After-School Activities Can Cost Parents £28K – Here's Why They're A Lifesaver

I don't know how I would manage the working week without them.

After-school clubs are costing parents and carers an eye-watering £28,000 across their child’s lifetime, according to a new report – but if you ask me, that’s not such a bad thing.

The new research into parental spending – Out of School, Out of Pocket – revealed that sending kids to swimming lessons, dance clubs, music lessons and other sports or activities adds a substantial whack to the family budget, with 77% of parents admitting they feel “under pressure” to pay for them.

The thing is, after-school clubs are expensive – but they’re also a lifesaver. Without them, my working day would finish at 3pm at the school gates, which is near-on impossible when you have to keep to office hours.

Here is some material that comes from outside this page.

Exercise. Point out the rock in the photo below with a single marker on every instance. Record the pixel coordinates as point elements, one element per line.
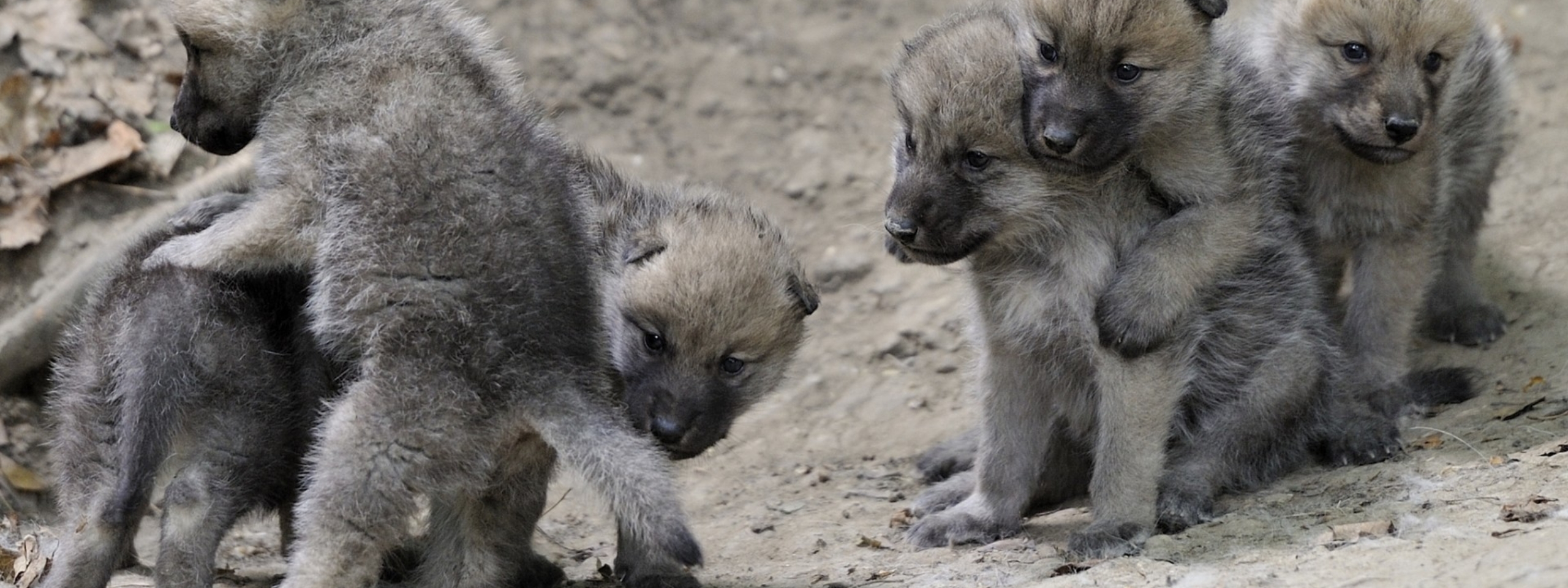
<point>902,345</point>
<point>841,269</point>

That’s where clubs come in, because having an extra hour (or two) to play with can help hugely with childcare.

Hill Street Studios via Getty Images

My daughter’s after-school clubs go a little like this: Wednesday is ‘film club’; Thursday is choir and Friday is the pay-by-the-hour after-school club. The latter costs £15, but only runs until 5.30pm – which, if you commute to work, can be a bit of a challenge to get there for pick-up, but hey, I’ll take what I can get.

Having these three after-school activities to rely on helps me manage my part-time working week effectively. And to be honest, without them, I’d be paying a lot more than £28k for a childminder or private nanny.

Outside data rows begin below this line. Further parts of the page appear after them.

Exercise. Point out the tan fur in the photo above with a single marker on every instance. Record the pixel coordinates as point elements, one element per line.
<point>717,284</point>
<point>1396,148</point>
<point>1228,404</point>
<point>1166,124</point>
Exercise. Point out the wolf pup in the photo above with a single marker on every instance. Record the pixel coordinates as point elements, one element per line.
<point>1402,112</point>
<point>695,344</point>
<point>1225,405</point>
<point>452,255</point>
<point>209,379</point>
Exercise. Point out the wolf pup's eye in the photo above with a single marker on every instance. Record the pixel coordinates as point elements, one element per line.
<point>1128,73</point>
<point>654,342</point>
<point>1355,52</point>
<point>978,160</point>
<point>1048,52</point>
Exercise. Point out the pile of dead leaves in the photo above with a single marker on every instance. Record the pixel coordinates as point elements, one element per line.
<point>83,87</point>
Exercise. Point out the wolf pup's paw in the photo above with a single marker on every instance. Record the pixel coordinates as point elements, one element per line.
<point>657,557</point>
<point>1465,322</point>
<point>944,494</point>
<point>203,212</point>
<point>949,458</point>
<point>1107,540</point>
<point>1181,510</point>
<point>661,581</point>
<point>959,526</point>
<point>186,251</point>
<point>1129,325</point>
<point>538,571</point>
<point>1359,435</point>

Of course, there needs to be a balance – especially in my family. At one point, we were keeping to a ridiculous schedule of extra-curricular activities on the weekend, too: gymnastics lessons, followed by a swift turnaround to ballet on Saturdays; and street-dance, then swimming, on Sundays. I wrote here about how difficult that was to budget for. In the end, we cut some of them out completely.

“Without them, I’d be paying a lot more than £28k for a childminder or private nanny."”

So while I understand the benefit of after-school clubs personally, I also get why parents resent paying for them. Perhaps what this really shows us is how hard it is for parents and carers to juggle their own lives, while bringing up young children. It’s expensive, and can sometimes feel like you’re treading water – or carrying out the ultimate, plate-spinning circus juggling act.

Not to mention the eternal, excruciating parental guilt: because when your kid wants to do an extra-curricular activity, it can feel like you’re being mean when you explain you simply can’t afford it – or don’t have time.

It’s not easy, this parenting lark. Is it?